I wrote this on May 19th, 2019. It was close to 2 weeks before I would socially transition fulltime. I had been on hormones for just over a year at that point in time and subtle changes were taking place. I wasn’t quite out to everyone at this point but it’s safe to say that most people knew already. My family is important to me, and I had to tell my siblings before I could go fulltime. I had been turning this over and over in my head for a while on what I would say to my brother. I’ve always looked up to him ever since I was little, and I have the upmost admiration for him. This was hidden away in my emails for quite a while, and I thought maybe it would be a good idea to post this. So, with his permission, here is my coming out letter and his response is attached at the end. Thank you, brother, for accepting me and for always being a good role model.



Jon and Melinda,


By the time that I finish writing this letter, I imagine that I will have been working on it, on-and-off, for several days. I intend to take great care with it, because what I want from the outset is for this letter to preemptively explain away the things you may wish to know, and to answer the questions you will want to ask. Regardless of my wishes and best intentions, there will remain things that you do not know, and there will remain questions that need asking. It’s just the nature of things, I guess, so I suppose all that I’m wanting to say with this disclaimer is that I’m going to be trying as hard as I can.
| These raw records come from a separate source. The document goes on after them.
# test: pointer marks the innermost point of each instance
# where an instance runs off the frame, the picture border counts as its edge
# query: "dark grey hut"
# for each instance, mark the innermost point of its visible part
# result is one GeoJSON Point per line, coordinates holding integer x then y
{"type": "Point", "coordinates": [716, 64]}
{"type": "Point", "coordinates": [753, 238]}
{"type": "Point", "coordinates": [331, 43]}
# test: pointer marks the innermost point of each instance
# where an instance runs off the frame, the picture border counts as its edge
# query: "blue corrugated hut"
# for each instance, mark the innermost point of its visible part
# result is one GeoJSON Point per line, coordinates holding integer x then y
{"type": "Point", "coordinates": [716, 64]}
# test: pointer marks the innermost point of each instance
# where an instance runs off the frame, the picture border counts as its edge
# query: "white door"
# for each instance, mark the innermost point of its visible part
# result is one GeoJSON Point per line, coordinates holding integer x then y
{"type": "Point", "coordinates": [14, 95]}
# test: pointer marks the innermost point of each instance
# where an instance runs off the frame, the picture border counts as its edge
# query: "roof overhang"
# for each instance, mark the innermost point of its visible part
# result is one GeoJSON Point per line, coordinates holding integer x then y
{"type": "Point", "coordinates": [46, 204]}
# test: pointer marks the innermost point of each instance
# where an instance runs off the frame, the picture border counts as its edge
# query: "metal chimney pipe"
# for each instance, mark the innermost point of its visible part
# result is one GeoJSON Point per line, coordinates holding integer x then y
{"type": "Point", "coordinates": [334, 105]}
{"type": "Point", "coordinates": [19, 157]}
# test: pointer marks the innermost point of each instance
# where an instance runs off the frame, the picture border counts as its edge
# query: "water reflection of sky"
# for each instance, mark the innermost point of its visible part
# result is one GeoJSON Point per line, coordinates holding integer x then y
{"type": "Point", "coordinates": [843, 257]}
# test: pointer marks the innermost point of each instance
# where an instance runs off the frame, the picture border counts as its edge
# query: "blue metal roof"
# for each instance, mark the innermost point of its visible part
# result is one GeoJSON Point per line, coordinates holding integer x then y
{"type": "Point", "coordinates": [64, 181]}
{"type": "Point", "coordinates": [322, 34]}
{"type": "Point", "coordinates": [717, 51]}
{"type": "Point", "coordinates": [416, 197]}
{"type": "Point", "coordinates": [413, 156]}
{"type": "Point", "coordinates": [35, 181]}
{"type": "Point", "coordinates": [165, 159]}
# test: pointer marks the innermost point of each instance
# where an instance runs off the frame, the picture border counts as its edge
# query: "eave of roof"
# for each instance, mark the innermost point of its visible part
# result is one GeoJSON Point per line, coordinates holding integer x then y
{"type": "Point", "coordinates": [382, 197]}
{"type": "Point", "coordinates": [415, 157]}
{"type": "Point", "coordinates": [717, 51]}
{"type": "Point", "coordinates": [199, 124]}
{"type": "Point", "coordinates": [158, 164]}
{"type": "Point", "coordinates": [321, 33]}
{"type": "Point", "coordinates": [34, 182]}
And the reason I’m taking so much care, putting so much effort into making sure that what I say is what I really and truly want to say, how I want it said, is because I am writing you to tell you that I am a transgendered human being.
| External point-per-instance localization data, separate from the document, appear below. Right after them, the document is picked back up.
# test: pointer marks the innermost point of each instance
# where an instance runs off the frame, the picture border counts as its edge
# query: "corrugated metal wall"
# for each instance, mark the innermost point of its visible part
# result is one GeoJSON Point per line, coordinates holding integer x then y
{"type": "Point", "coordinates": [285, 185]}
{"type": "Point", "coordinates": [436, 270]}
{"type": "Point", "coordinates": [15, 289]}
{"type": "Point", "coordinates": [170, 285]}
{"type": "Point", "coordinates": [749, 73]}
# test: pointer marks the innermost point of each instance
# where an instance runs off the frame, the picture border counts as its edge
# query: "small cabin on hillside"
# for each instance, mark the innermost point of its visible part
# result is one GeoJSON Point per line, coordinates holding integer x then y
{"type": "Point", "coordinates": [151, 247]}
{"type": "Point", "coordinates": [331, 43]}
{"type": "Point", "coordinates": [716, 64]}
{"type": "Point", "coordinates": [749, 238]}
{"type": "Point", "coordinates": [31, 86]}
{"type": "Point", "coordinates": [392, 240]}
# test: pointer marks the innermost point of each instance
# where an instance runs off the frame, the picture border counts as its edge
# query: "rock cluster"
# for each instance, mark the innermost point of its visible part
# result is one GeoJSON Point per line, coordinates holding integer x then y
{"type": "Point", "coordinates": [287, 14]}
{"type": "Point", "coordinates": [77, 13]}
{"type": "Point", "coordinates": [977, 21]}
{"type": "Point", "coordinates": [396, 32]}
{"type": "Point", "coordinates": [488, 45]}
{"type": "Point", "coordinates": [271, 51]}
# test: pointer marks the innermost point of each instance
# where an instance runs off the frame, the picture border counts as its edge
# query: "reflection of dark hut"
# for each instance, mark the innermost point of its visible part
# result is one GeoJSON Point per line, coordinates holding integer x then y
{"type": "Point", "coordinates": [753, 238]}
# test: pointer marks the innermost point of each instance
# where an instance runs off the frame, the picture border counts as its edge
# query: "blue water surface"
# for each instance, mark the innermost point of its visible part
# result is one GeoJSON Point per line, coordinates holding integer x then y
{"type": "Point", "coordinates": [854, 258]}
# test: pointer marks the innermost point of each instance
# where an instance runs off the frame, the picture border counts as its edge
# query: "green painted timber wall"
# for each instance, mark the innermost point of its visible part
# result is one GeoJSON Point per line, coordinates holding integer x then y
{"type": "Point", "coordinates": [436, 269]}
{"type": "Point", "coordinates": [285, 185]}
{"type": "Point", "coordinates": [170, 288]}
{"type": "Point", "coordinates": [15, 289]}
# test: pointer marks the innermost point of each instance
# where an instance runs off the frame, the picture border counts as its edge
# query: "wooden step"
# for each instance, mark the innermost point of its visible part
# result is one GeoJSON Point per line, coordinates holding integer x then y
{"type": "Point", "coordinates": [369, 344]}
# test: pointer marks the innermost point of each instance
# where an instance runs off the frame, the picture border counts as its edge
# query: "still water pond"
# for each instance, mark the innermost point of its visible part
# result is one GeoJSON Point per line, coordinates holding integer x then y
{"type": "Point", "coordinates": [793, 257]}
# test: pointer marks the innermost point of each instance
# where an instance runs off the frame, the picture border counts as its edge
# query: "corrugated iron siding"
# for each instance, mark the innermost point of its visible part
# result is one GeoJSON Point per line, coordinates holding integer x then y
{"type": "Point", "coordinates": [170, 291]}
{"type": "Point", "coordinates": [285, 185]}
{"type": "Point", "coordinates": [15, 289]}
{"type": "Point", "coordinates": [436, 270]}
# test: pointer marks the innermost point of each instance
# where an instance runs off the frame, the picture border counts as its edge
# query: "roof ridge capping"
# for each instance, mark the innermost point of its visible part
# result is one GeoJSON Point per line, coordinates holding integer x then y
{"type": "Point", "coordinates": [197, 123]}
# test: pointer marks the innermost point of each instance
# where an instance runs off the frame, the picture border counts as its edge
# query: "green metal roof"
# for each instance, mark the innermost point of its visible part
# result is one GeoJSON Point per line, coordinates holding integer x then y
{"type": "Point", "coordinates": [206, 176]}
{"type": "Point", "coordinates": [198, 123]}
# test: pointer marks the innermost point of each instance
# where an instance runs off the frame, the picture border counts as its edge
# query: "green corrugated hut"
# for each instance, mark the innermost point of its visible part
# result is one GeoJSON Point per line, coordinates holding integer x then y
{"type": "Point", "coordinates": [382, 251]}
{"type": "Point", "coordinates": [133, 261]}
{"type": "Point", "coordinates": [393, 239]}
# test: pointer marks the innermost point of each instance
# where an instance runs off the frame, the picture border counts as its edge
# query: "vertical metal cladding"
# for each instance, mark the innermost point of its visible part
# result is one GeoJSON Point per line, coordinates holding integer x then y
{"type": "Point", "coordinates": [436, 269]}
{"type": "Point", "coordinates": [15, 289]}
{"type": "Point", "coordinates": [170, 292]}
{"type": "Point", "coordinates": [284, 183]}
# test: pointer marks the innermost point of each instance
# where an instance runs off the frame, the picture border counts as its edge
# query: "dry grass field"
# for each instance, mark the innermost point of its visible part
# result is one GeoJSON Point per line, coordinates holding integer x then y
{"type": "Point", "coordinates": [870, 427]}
This is… not as jarring of a proclamation to me as it probably is to you. If you saw this coming, that’s great! I didn’t really try to hide it. If not, please stick with me for at least a few pages so that I can try and explain some things.


In short, my brain does not; has not; nor ever will; identify with my anatomical sex assigned at birth. The diagnosis is “Gender Dysphoria.” Unlike most medical conditions, you can’t see what I have. Ultrasounds cannot measure it, MRI’s cannot scan it, and blood work cannot identify it. Confirmation of diagnosis is through relief of symptoms found through medical intervention. Just like most diseases or birth defects, there is no clear cause.


They say the hardest step in fixing a problem is admitting you have one. I had one, but I couldn’t face it. Time and time again, throughout my life I tried to run from it, but it wasn’t going away. Since early childhood, I tried to mirror my behavior like that of my father and brother and other male role models, thinking my actions would ultimately program my thinking. It was a false assumption, but for a child I knew no better.


This carried over into adult life as well, thinking if I just overcome the next hurdle; sooner or later, my brain would be normal. I prayed it away, suppressed it, married, divorced, had children, thinking this would all fix me. My brain could not relate to men, yet I kept going through the motions, playing a role so that I could be accepted, I grew beards, shaved my head, did any manly thing I could think of, to include manual labor jobs. This is probably why I was never able to figure out what I wanted to do with my life after school. Because I didn’t even know who I was. I became really good at acting like I was supposed to. It became autonomous. I fooled everyone close to me and I was able to fool myself for a time as well. Over time, it has taken a toll on me to the point I was beginning to check out on life.